= Mathematical Optimization Society =

International association of researchers active in optimization

The Mathematical Optimization Society (MOS), known as the Mathematical Programming Society (MPS) until 2010, is an international association of researchers active in optimization. The MOS encourages the research, development, and use of optimization—including mathematical theory, software implementation, and practical applications (operations research).

Founded in , the MOS has several activities: Publishing journals and a newsletter, organizing and cosponsoring conferences, and awarding prizes.

== History ==
In the 1960s, mathematical programming methods were gaining increasing importance both in mathematical theory and in industrial application. To provide a discussion forum for researchers in the field arose, the journal Mathematical Programming was founded in 1970.

Based on activities by George Dantzig, Albert Tucker, Philip Wolfe and others, the MOS was founded in 1973, with George Dantzig as its first president.

== Activities ==
=== Conferences ===
Several conferences are organized or co-organized by the Mathematical Optimization Society, for instance:
- The International Symposium on Mathematical Programming (ISMP), organized every three years, is open to all fields of mathematical programming.
- The Integer Programming and Combinatorial Optimization (IPCO) conference, in integer programming, is held in those years when there is no ISMP.
- The International Conference on Continuous Optimization (ICCOPT), the continuous analog of the IPCO conference, was first held in 2004.
- The International Conference on Stochastic Programming (ICSP) takes place every three years and is devoted to optimization using uncertain input data.
- The Nordic MOS conference is a biannual meeting of researchers from Scandinavia working in all fields of optimization.
- At the Université de Montréal, annual seminars on changing topics are organized by the MOS.
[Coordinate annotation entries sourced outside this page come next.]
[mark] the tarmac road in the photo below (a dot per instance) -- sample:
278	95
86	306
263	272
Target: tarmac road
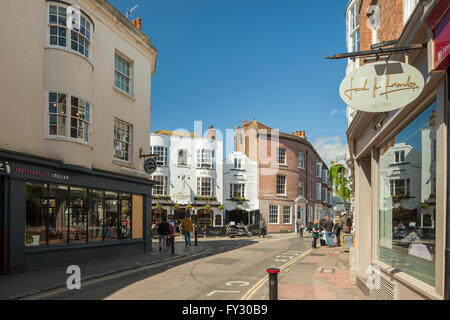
229	269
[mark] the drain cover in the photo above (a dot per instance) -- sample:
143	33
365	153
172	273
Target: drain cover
327	270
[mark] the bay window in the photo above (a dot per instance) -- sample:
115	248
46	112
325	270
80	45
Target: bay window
122	141
58	31
407	237
161	152
58	125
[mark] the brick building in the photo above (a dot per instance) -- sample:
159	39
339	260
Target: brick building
398	158
292	177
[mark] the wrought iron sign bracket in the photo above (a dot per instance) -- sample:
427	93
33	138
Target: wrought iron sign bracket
377	53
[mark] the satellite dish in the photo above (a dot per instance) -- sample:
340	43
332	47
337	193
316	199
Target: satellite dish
150	165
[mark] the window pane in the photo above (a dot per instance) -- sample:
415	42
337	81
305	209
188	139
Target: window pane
58	213
111	215
78	215
35	214
95	216
125	213
407	202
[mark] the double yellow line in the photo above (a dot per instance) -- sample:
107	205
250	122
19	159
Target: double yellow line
261	282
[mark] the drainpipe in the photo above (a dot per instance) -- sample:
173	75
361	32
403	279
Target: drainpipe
447	227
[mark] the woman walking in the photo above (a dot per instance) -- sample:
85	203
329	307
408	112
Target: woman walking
315	233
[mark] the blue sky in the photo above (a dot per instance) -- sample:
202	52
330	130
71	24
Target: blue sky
227	61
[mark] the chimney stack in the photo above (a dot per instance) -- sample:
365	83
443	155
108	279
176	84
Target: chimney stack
139	23
212	133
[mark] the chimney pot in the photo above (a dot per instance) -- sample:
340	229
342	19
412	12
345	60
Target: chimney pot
139	23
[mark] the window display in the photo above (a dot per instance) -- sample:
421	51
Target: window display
407	198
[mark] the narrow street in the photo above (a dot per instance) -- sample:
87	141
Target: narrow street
228	269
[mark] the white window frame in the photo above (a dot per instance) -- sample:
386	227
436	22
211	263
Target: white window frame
162	152
319	170
200	187
271	214
401	156
184	156
237	163
406	186
87	36
118	72
237	188
130	143
318	191
301	186
408	8
284	156
284	187
205	159
301	160
87	120
290	215
164	186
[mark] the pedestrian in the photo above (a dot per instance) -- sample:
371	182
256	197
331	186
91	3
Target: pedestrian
345	224
328	225
299	225
263	228
337	231
163	233
315	233
187	226
322	229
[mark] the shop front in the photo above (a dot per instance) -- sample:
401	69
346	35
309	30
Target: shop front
60	214
399	160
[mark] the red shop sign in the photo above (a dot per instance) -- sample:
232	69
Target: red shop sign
438	21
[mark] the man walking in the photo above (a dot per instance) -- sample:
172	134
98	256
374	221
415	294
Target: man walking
329	231
163	232
263	228
187	227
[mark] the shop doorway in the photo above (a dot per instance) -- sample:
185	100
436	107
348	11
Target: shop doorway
238	216
3	228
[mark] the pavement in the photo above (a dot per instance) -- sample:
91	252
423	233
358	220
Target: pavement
323	274
320	274
16	286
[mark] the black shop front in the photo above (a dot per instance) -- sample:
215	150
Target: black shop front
55	214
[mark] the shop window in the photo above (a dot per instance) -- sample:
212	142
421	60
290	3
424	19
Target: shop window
407	203
273	214
287	216
58	214
137	221
218	220
36	214
95	231
125	216
111	215
78	215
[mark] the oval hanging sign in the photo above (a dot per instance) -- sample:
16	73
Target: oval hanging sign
382	86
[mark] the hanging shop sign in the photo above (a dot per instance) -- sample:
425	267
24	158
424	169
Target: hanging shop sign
382	86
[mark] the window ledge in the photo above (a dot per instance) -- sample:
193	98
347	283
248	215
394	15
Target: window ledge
71	52
69	140
123	163
414	283
129	96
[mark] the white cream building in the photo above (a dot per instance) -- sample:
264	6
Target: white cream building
189	174
240	186
75	111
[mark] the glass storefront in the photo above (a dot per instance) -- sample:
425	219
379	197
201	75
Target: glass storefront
59	214
408	198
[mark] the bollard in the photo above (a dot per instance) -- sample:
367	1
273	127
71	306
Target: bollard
273	283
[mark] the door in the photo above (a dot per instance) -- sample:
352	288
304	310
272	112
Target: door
3	226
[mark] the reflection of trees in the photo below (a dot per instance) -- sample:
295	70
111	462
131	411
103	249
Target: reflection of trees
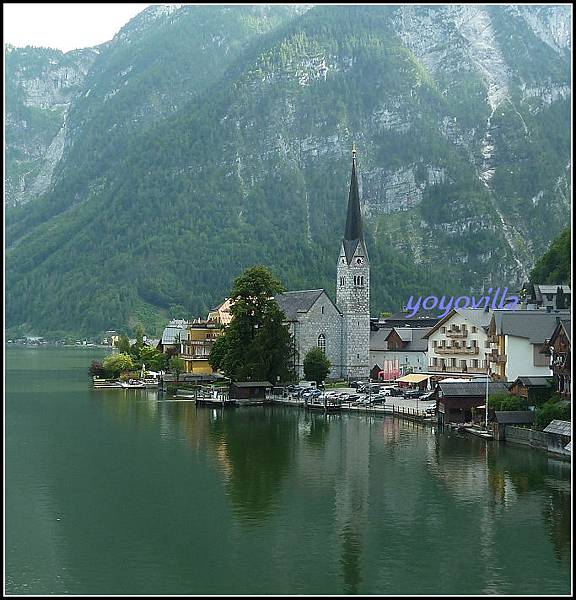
318	431
558	522
259	448
350	559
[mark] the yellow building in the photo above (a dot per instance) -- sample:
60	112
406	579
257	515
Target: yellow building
195	348
221	314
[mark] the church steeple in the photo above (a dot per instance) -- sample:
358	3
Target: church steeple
353	232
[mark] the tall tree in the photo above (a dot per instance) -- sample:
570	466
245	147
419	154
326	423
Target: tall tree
257	344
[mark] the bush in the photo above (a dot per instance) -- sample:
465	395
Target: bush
555	408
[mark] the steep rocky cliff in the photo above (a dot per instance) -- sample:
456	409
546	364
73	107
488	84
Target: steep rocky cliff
205	139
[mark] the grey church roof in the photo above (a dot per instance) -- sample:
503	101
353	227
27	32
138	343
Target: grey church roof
299	301
353	232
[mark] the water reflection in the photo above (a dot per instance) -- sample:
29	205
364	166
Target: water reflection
256	447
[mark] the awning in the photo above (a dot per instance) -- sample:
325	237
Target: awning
413	378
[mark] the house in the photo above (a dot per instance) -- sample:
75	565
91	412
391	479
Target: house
423	318
398	351
517	340
558	349
553	296
511	418
221	314
559	436
172	335
534	389
242	390
196	346
462	402
458	343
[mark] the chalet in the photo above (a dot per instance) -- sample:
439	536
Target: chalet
458	343
558	350
534	389
517	339
398	351
463	402
243	390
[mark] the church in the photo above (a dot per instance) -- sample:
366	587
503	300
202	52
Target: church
342	330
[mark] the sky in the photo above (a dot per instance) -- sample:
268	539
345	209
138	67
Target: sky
65	26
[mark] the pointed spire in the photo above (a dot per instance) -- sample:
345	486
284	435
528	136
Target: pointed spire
353	232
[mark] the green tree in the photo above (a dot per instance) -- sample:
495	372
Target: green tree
552	409
152	358
123	344
316	365
177	366
257	344
114	364
503	401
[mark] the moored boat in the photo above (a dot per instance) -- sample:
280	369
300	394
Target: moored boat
133	384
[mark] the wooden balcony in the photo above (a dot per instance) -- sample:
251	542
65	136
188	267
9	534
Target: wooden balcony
457	334
456	350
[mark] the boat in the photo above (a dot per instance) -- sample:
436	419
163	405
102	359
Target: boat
133	384
326	407
105	383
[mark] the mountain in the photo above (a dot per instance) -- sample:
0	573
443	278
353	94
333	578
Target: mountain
555	265
204	140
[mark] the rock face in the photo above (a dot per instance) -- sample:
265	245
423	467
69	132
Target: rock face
216	123
41	84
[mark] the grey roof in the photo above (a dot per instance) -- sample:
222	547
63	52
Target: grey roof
514	417
378	339
293	302
534	325
549	289
175	328
535	381
476	316
353	232
559	427
471	388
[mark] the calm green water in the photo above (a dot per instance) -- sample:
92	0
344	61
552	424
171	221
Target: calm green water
111	492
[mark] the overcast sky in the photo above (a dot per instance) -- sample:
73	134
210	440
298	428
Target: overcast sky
65	26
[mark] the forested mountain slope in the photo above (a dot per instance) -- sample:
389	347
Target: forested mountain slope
185	162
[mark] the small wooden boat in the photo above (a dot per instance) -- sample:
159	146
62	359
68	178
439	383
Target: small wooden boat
133	384
320	406
105	383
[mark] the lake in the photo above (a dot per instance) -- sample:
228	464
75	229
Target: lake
116	492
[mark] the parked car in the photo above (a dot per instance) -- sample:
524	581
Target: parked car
412	394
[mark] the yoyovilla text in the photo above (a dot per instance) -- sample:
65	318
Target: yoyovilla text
486	302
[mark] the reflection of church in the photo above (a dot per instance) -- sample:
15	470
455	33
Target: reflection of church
342	330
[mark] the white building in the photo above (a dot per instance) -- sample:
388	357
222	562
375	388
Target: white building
458	343
517	339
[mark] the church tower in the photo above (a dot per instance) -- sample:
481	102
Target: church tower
353	289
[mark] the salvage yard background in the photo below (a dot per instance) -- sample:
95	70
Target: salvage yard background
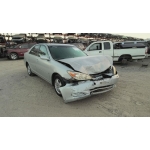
21	95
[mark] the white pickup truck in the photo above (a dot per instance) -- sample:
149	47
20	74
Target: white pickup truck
120	51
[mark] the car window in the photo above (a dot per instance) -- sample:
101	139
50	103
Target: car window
106	45
34	50
96	46
64	52
43	51
24	46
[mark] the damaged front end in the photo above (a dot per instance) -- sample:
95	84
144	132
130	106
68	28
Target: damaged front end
76	89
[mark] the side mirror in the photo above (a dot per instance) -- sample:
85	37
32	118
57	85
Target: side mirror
44	57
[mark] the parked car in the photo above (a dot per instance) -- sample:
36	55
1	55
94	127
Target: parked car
18	51
20	38
120	51
73	74
2	46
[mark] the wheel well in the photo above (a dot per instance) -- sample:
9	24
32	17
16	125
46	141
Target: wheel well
126	56
53	76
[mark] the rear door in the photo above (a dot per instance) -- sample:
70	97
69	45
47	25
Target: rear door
94	49
43	66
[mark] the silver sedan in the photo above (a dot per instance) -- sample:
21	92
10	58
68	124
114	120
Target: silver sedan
73	74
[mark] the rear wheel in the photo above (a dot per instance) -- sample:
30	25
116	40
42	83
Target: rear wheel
13	56
58	82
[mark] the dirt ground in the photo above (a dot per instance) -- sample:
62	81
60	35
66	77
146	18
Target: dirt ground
22	95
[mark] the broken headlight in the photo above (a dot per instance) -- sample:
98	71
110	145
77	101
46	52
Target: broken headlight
79	76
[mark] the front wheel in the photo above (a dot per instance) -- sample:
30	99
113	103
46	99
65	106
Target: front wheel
58	82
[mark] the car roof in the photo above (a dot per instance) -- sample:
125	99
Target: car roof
54	44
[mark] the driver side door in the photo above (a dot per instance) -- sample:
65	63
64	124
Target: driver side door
44	65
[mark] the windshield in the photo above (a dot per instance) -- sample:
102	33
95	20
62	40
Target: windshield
64	52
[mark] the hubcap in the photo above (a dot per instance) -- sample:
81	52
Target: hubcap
58	85
29	70
13	56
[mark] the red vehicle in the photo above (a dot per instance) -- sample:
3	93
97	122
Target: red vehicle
18	51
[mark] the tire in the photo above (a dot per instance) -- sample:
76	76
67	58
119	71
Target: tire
13	56
30	73
58	82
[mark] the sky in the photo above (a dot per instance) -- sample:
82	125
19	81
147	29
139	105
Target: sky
137	35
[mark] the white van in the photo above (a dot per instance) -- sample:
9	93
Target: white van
120	51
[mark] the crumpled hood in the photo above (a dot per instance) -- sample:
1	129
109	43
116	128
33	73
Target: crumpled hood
89	64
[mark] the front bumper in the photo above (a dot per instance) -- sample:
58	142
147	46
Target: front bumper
72	92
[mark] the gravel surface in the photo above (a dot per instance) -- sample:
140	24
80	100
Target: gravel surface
22	95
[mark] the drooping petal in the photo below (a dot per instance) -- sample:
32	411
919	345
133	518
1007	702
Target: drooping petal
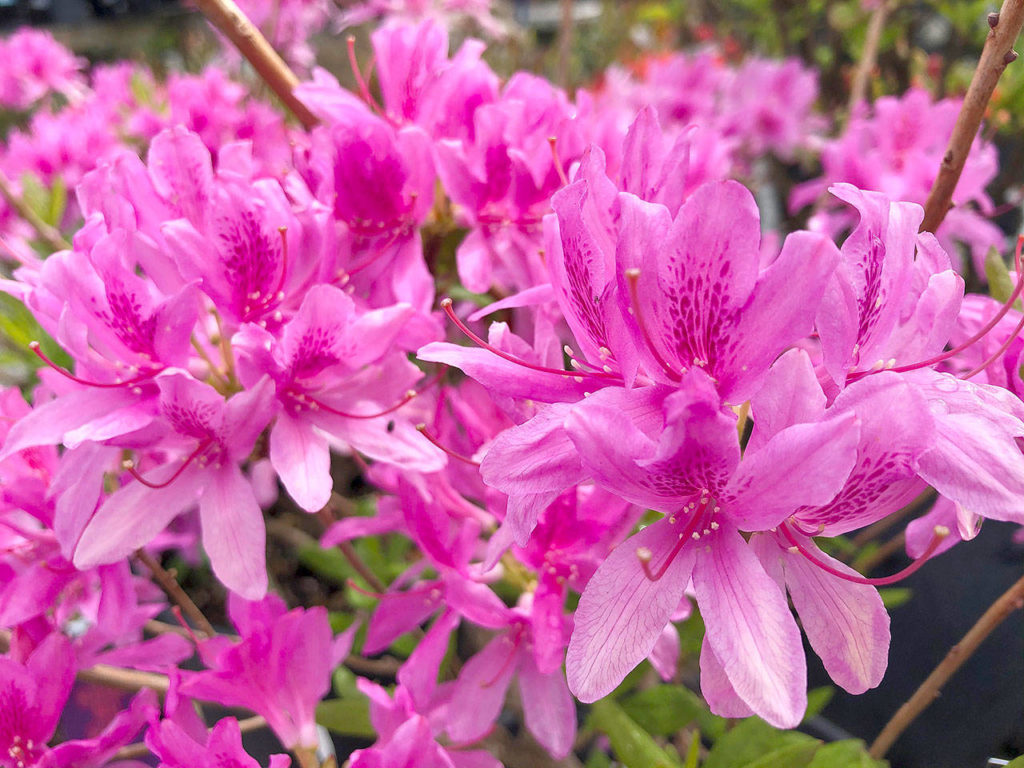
750	628
548	708
623	612
846	623
233	535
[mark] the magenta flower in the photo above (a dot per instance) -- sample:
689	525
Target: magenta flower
683	459
210	437
281	667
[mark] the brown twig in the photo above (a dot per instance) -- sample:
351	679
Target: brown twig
139	750
227	17
49	235
869	54
1010	601
997	53
174	591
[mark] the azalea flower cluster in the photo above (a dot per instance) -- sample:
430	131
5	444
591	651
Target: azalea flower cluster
673	411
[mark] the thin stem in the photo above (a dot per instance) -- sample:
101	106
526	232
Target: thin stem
227	17
996	54
170	585
869	54
49	235
1010	601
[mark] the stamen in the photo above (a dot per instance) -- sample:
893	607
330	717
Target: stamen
559	168
682	541
1003	348
130	467
577	375
422	429
34	346
940	532
985	330
632	280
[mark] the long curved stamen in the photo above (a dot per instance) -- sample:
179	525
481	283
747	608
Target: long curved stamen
998	352
559	168
422	429
130	467
684	537
985	330
633	280
940	532
578	375
34	346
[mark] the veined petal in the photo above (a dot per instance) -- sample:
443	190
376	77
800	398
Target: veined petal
750	629
233	535
846	623
623	612
133	515
805	464
302	460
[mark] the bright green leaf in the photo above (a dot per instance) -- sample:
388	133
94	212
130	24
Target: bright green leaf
750	741
850	753
665	710
634	747
349	717
1000	285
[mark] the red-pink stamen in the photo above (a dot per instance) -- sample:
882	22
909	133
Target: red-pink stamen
130	467
998	352
446	306
985	330
34	346
940	534
633	280
422	429
684	537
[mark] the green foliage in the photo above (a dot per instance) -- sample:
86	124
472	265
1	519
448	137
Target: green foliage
848	754
634	747
753	741
666	710
348	717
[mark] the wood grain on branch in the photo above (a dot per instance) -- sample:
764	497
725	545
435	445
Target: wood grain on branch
233	24
997	53
1010	601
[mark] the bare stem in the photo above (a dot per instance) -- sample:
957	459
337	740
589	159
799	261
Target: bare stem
1010	601
227	17
49	235
170	585
997	53
869	54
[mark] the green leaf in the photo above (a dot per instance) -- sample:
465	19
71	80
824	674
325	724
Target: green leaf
633	745
752	740
794	756
693	753
817	699
349	717
1000	285
665	710
850	753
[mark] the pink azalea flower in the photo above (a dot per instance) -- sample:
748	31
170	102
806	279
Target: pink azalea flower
281	667
211	436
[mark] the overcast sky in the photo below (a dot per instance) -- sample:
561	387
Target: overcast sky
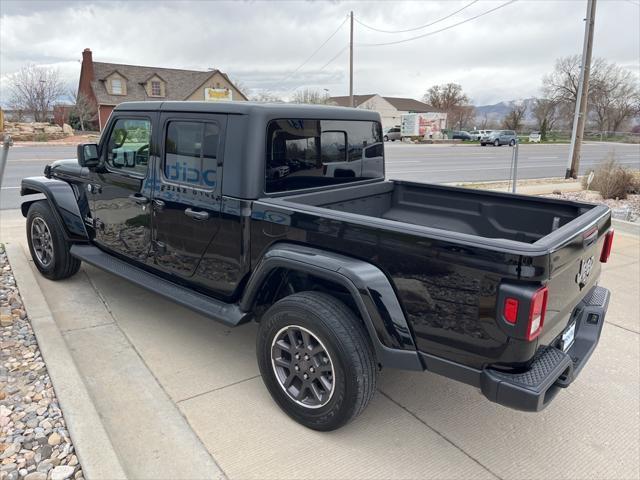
499	56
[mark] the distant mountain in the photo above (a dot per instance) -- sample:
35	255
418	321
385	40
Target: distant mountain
497	111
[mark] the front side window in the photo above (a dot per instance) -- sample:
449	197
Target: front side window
116	86
314	153
191	154
128	146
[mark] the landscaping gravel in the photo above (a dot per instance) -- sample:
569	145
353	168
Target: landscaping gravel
627	209
34	441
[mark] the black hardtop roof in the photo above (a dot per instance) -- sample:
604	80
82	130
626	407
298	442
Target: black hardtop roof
272	110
=== Journals and other publications ===
There are several publications by the Mathematical Optimization Society:
- The journal Mathematical Programming (series A/B): series A publishes articles from all fields of optimization; each issue of series B is devoted to a particular subject.
- The journal Mathematical Programming Computation
- Optima, the newsletter of the MOS, contains articles on optimization, conference information and book reviews.
- MPS/SIAM Series on Optimization is a series of books that is jointly published by the MOS (formerly MPS) and the Society for Industrial and Applied Mathematics (SIAM). It has published monographs, textbooks, books collecting applications of optimization, and tutorials.

=== Prizes ===
The MOS awards prizes in the field of optimization, including the Fulkerson Prize, the Dantzig Prize and the Tucker Prize.